New York Post reporter admits she was ordered to write false story about Kamala books being given to migrant kids

The New York Post ran a story claiming that care packages given to migrant children included copies of Superheroes are Everywhere, a book by vice president Kamala Harris. The story was false and its author, Laura Italiano, has resigned and disclosed that she was 'ordered' to write the 'incorrect story' by her bosses at the tabloid.

"An announcement:" she wrote on Twitter. "Today I handed in my resignation to my editors at the New York Post. The Kamala Harris story — an incorrect story I was ordered to write and which I failed to push back hard enough against — was my breaking point. It's been a privilege to cover the City of New York for its liveliest, wittiest tabloid — a paper filled with reporters and editors I admire deeply and hold as friends. I'm sad to leave."

Italiano did not apoligize for the story, however.

A few days ago, I was struck by a similarly bogus story in the UK tabloid The Daily Mail, insinuating that president Joe Biden was going to limit the consumption of red meat. Like the Harris story, it soared for hours before the truth got its trousers on, and I imagine most of the people who saw it (or right-wing commentary on it) still don't know it was completely made up.

That story was interesting because "your favorite food will be taken away" was an old stock story used by UK tabloids to agitate against the European Union, a regular turn in an unending stream of jocular lies that did much to create the resentment and contempt behind Brexit. It's not just the usual inchoate made-up clickbait. It's a story with a science to it, a proven formula for influencing public opinion, a hidden spine of specific, goal-oriented deception. To those writing these items (including now-Prime Minister Boris Johnson!) the falsehoods were justified by the virtuous political project to get the undemocratic and unresponsive EU out of British life.

As with UK tabloids, so with the US ones. The reporters are completely in on it, the window of their jobs inherently extends to both formally accurate and fabricated reportage, and they do not need to be "ordered" to work on it. The fact that it is obviously untrue—BIDEN BANS MEAT! SUPERHERO BOOKS FOR MIGRANT KIDS!—is all part of the same tabloid "Schrodinger's asshole" act of irony and sincerity. Disbelieved, it's all just a joke. Believed, it's a home run.

So I think we should be careful taking Italiano, who has admitted writing untruthful things to her "breaking point" and beyond, at her word. It's just as likely that she realized she was going to be scapegoated and beat her bosses to the punch.

But why now? Why is this story the "breaking point"?

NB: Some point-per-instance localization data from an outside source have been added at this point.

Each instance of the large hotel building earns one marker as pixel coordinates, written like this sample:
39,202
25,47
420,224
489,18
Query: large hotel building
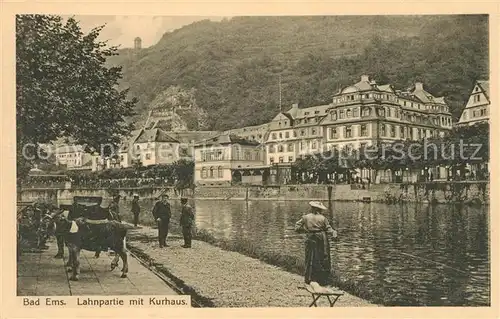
359,115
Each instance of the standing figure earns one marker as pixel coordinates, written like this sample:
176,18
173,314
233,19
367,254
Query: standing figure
114,209
136,209
162,214
317,250
187,222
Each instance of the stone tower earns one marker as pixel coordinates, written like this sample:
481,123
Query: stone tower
137,43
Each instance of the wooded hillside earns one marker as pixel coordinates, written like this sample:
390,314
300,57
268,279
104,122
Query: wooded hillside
234,64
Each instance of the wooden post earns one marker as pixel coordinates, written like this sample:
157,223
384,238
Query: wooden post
330,208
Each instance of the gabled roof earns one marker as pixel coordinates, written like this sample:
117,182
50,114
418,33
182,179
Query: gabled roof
155,135
69,149
224,139
485,86
385,88
425,96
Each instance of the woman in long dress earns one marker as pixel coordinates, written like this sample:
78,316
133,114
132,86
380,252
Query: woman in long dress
317,258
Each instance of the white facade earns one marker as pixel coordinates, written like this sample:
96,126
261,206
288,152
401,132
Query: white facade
477,108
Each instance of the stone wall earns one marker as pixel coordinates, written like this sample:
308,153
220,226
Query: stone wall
65,196
435,192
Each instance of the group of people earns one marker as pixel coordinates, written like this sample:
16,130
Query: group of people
84,181
162,214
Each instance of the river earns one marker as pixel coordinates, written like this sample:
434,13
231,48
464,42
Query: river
409,254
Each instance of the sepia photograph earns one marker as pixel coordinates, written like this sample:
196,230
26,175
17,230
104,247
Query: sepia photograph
254,161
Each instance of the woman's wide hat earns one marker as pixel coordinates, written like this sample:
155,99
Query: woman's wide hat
318,205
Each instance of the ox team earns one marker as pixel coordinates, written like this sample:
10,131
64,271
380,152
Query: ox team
161,213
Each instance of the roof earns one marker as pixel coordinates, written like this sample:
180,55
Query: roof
69,149
155,135
363,85
301,113
192,136
426,97
385,88
485,85
227,139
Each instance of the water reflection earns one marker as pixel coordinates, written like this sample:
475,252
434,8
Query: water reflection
426,255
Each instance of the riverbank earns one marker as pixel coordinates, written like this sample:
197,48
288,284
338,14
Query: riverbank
225,278
467,192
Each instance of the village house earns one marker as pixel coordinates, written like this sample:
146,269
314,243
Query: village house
255,133
477,108
227,159
73,157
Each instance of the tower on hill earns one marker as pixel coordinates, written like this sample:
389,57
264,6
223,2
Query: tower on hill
137,43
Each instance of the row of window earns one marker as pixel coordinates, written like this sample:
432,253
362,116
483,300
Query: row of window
480,113
212,172
353,97
281,159
281,148
280,135
390,112
384,132
238,155
69,155
389,97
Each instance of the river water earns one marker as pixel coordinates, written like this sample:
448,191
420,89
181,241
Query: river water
409,254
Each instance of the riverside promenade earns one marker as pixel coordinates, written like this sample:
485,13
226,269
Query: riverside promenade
40,274
225,278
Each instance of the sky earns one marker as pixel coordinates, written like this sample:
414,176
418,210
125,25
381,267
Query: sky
122,30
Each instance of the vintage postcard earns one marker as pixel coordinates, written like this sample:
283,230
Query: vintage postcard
266,160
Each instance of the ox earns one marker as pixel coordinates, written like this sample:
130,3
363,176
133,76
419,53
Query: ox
82,233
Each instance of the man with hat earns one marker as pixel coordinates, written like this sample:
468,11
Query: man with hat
114,209
161,213
318,259
187,222
136,209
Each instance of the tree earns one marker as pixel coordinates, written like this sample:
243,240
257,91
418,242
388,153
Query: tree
64,88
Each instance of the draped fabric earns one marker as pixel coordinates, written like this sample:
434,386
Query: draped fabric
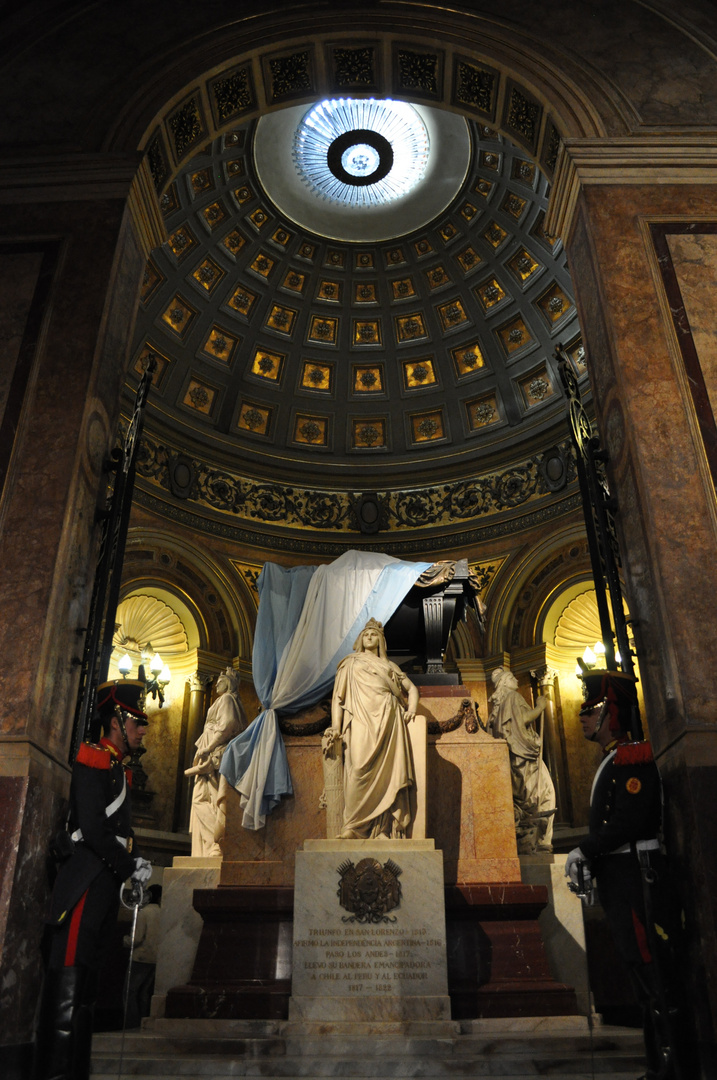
309,618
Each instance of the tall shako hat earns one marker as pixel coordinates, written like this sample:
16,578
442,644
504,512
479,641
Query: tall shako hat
620,692
125,693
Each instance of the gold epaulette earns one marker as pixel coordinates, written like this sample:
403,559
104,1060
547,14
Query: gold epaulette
95,757
634,754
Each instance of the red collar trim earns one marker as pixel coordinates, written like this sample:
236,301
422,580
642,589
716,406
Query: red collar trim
108,744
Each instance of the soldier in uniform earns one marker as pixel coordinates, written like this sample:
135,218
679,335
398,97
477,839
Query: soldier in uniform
622,853
86,892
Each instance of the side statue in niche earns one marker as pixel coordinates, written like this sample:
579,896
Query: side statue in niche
533,795
373,702
225,719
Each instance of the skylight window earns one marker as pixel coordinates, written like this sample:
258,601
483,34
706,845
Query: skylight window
361,151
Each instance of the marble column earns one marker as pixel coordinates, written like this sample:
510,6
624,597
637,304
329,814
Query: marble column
638,218
75,234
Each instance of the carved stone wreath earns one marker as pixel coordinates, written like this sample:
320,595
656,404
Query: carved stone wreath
368,890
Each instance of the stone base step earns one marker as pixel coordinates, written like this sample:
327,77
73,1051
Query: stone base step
512,1050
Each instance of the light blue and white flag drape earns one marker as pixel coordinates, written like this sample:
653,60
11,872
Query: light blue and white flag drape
309,618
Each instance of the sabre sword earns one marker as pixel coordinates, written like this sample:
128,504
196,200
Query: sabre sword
137,896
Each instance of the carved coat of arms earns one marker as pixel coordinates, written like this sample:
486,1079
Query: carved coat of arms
369,890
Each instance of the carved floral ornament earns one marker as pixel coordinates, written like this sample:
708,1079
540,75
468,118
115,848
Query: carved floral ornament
296,507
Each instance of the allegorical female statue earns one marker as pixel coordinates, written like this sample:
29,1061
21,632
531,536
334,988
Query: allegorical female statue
369,716
225,719
533,795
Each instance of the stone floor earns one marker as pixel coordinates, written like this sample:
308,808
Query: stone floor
509,1049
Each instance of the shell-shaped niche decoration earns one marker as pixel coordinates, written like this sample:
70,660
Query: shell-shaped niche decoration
580,623
143,619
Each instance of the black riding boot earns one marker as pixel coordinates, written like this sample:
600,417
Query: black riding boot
63,1044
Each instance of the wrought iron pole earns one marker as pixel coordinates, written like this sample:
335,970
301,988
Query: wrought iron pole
106,589
598,508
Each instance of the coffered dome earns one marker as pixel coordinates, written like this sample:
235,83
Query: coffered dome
286,353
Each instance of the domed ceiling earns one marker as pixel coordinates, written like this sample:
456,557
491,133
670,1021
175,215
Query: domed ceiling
417,359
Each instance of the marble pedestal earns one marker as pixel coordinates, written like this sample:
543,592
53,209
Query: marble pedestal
180,923
388,964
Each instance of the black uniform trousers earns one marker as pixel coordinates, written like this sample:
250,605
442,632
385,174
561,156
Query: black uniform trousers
80,940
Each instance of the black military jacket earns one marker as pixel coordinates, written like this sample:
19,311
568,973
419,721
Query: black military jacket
626,801
98,778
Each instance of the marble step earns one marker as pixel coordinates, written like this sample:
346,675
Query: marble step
618,1055
212,1074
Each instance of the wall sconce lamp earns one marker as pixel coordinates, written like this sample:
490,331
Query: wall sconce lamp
159,671
592,658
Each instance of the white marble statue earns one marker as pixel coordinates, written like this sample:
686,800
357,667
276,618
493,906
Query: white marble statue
225,719
533,795
369,717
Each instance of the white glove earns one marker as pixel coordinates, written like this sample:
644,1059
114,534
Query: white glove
571,866
143,871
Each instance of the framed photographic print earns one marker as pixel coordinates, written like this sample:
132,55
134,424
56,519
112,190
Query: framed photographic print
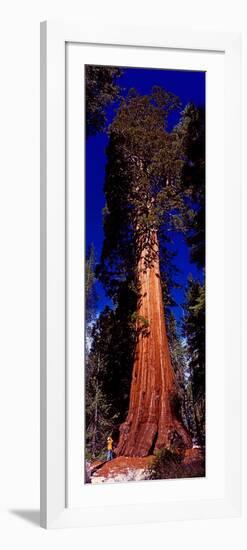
140,327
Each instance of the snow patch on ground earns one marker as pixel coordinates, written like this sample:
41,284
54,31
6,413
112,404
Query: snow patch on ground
130,475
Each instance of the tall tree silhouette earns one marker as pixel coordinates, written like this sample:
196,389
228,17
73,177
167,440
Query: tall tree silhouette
144,200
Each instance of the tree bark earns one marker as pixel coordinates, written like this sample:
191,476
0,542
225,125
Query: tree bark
151,423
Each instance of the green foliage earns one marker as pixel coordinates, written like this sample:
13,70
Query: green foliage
90,293
194,330
142,186
191,131
101,91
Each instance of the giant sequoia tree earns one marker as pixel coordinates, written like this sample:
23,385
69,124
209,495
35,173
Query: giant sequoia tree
144,200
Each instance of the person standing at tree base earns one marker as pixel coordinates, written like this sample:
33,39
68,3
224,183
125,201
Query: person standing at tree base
109,448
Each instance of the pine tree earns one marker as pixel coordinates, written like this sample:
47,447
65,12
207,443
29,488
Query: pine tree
101,91
194,329
143,201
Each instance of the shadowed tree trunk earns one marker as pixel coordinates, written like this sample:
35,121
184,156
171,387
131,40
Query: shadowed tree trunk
152,422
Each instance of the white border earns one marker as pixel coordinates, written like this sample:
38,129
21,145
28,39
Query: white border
213,63
53,381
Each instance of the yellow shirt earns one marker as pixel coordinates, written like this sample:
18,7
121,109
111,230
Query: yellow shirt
109,444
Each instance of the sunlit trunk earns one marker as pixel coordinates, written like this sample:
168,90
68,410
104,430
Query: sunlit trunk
151,423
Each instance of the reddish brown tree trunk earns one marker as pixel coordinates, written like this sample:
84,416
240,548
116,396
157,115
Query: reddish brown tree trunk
151,423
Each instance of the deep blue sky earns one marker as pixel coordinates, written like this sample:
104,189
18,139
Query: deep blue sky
189,86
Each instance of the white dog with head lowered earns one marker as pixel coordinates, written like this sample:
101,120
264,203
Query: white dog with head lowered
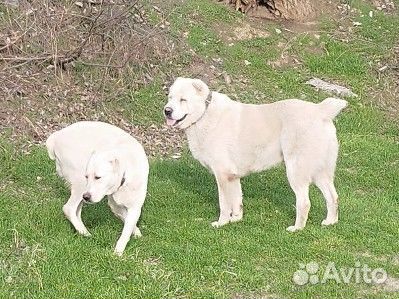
99,159
233,139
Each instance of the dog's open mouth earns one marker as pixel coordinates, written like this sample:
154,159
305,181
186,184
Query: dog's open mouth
174,122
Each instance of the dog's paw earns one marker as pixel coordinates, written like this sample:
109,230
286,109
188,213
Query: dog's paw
329,221
137,233
215,224
236,218
84,233
118,252
293,228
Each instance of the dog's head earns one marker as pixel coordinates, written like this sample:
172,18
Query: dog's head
103,176
186,102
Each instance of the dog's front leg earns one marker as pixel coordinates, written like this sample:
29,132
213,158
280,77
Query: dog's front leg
129,227
230,199
73,208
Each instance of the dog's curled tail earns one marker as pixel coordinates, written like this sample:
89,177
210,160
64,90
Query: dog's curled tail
50,144
332,107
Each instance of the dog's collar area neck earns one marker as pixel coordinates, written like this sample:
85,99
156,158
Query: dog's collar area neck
208,99
123,180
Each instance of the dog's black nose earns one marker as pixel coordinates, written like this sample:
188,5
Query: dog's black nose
168,111
87,196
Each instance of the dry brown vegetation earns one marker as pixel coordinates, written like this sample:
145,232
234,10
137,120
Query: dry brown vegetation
62,61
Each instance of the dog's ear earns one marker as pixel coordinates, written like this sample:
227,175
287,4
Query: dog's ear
199,85
115,164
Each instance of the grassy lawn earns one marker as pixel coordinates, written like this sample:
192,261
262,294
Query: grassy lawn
180,255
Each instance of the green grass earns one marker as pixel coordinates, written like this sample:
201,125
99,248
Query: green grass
180,255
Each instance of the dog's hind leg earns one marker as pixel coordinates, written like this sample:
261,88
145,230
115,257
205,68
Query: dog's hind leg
300,185
230,199
72,210
133,212
326,186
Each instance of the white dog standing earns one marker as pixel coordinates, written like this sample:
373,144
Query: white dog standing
233,139
99,159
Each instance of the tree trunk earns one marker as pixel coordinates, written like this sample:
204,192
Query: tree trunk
292,9
298,10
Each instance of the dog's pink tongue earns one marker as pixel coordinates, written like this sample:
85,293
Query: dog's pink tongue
170,122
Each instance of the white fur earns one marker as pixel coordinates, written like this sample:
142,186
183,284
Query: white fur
94,158
233,139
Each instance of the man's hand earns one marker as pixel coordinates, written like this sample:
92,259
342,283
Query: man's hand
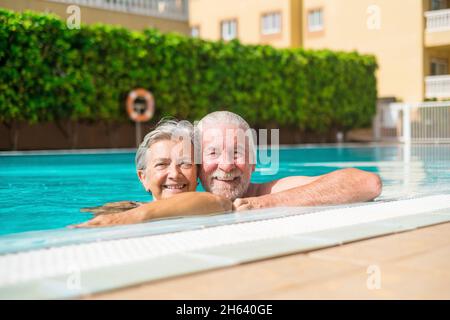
126,217
241,204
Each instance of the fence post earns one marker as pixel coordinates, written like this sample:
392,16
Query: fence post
407,133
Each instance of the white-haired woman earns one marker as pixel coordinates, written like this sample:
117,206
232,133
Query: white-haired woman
166,168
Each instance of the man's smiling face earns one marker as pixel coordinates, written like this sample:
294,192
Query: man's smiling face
225,169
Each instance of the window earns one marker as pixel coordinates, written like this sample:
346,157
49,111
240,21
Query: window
438,67
271,23
195,32
228,29
315,20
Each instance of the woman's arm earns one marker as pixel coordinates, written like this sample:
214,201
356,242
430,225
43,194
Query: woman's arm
183,204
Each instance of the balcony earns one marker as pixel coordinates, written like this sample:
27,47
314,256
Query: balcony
437,86
438,20
437,32
167,9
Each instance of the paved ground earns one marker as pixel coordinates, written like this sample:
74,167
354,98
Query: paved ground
409,265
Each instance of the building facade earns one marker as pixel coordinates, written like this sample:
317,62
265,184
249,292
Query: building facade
165,15
410,38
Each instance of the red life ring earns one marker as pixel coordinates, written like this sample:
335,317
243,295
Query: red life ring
140,112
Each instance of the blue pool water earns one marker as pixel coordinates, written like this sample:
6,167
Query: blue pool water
46,191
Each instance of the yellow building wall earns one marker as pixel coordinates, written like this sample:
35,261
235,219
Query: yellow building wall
438,52
92,15
397,44
207,15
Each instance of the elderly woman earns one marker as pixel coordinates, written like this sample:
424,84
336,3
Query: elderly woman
165,166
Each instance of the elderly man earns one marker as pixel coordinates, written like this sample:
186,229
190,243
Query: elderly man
227,163
226,171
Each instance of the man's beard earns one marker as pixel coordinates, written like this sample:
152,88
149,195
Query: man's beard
229,191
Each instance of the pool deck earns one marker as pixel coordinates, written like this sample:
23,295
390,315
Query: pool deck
412,265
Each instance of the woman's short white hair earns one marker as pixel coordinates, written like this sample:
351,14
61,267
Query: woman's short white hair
166,129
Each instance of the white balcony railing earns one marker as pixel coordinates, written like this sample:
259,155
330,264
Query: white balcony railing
437,86
169,9
438,20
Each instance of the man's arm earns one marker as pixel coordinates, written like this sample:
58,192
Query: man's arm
338,187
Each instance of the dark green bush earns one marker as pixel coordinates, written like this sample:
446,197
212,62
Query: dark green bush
51,73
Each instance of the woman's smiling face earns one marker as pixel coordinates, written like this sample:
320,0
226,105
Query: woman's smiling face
170,169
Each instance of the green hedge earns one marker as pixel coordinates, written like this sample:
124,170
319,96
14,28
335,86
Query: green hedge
48,73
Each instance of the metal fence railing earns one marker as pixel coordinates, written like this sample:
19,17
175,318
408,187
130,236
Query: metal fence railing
438,20
425,122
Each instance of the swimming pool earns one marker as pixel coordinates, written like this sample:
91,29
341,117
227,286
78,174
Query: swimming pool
46,191
41,195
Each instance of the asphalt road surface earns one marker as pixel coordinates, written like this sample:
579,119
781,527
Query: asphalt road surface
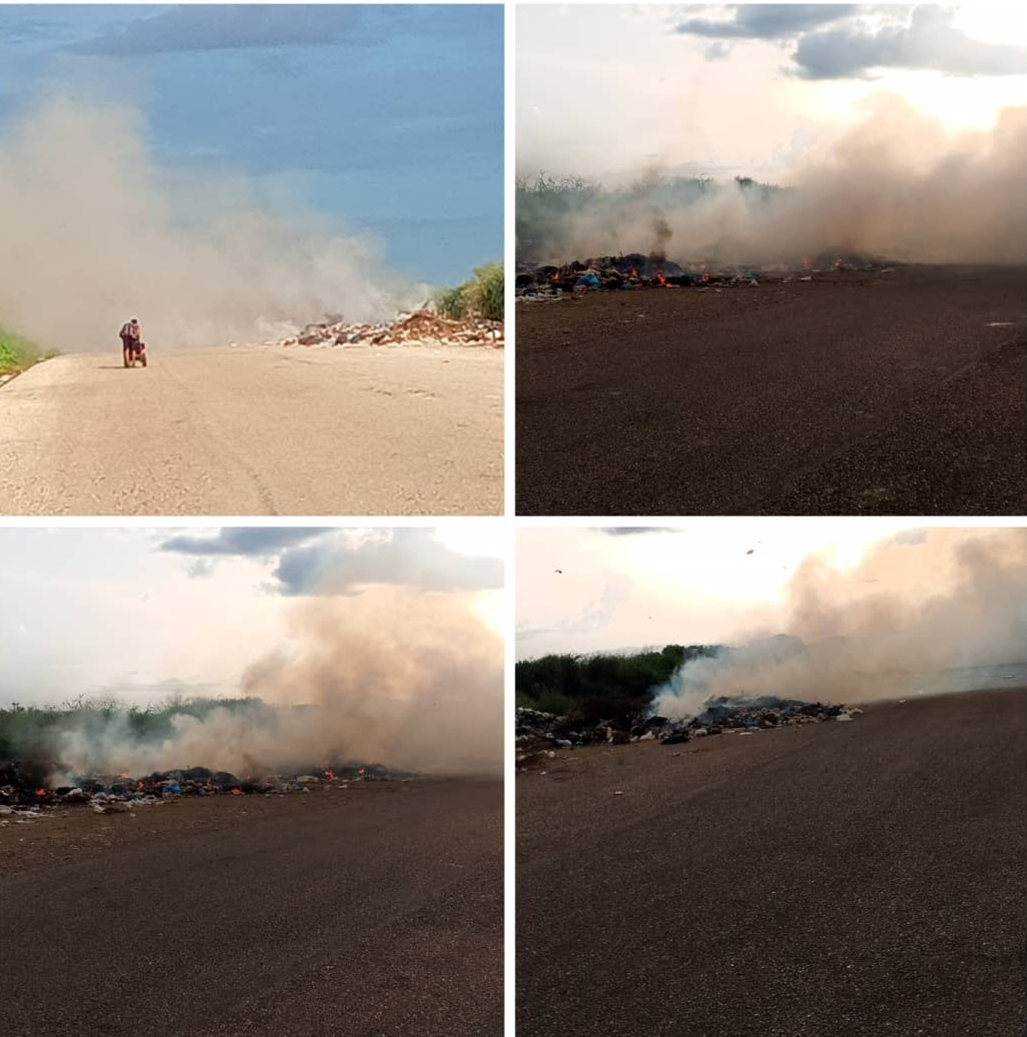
256,430
373,912
830,880
900,393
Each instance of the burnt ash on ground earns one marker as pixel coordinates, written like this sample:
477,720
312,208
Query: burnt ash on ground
539,734
891,391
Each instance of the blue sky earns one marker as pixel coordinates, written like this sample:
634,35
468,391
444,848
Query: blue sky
388,117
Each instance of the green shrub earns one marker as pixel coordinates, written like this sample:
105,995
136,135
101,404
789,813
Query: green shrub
605,685
480,297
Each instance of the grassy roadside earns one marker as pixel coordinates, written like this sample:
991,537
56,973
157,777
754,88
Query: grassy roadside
18,353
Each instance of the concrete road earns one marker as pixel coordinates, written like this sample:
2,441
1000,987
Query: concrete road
900,393
371,912
256,430
853,879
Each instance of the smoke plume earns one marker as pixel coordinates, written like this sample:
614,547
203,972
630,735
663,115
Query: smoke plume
96,231
391,676
938,600
898,186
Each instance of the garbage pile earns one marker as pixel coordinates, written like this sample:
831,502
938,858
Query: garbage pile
635,271
620,273
24,786
538,733
419,328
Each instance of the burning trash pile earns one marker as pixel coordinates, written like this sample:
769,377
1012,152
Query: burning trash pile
25,788
637,271
619,273
537,733
421,328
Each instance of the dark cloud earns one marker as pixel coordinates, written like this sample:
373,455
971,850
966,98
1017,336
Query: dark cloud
408,557
260,541
209,27
928,41
832,43
766,21
638,530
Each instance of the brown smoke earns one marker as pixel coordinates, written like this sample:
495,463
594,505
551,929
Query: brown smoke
95,231
920,604
391,675
898,185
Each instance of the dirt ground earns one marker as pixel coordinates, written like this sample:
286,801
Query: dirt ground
900,393
367,912
855,879
256,430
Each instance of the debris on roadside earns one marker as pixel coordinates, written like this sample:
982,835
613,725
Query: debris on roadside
419,328
24,792
721,715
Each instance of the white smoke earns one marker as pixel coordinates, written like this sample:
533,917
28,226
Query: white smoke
96,231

Because as with the Mail's red meat story, a threshold's being crossed. It's like the one identified by Harry Frankfurt in On Bullshit, which sought to define the difference between bullshit—which is indifferent to the truth and generally concerned with creating and feeding emotions—and lying, which relies upon knowledge of the truth in pursuit of the concrete functional goal of obscuring it.

After years of our so-called "post-truth" media and "fake news"—which is to say bullshit—outright lying is beginning in earnest.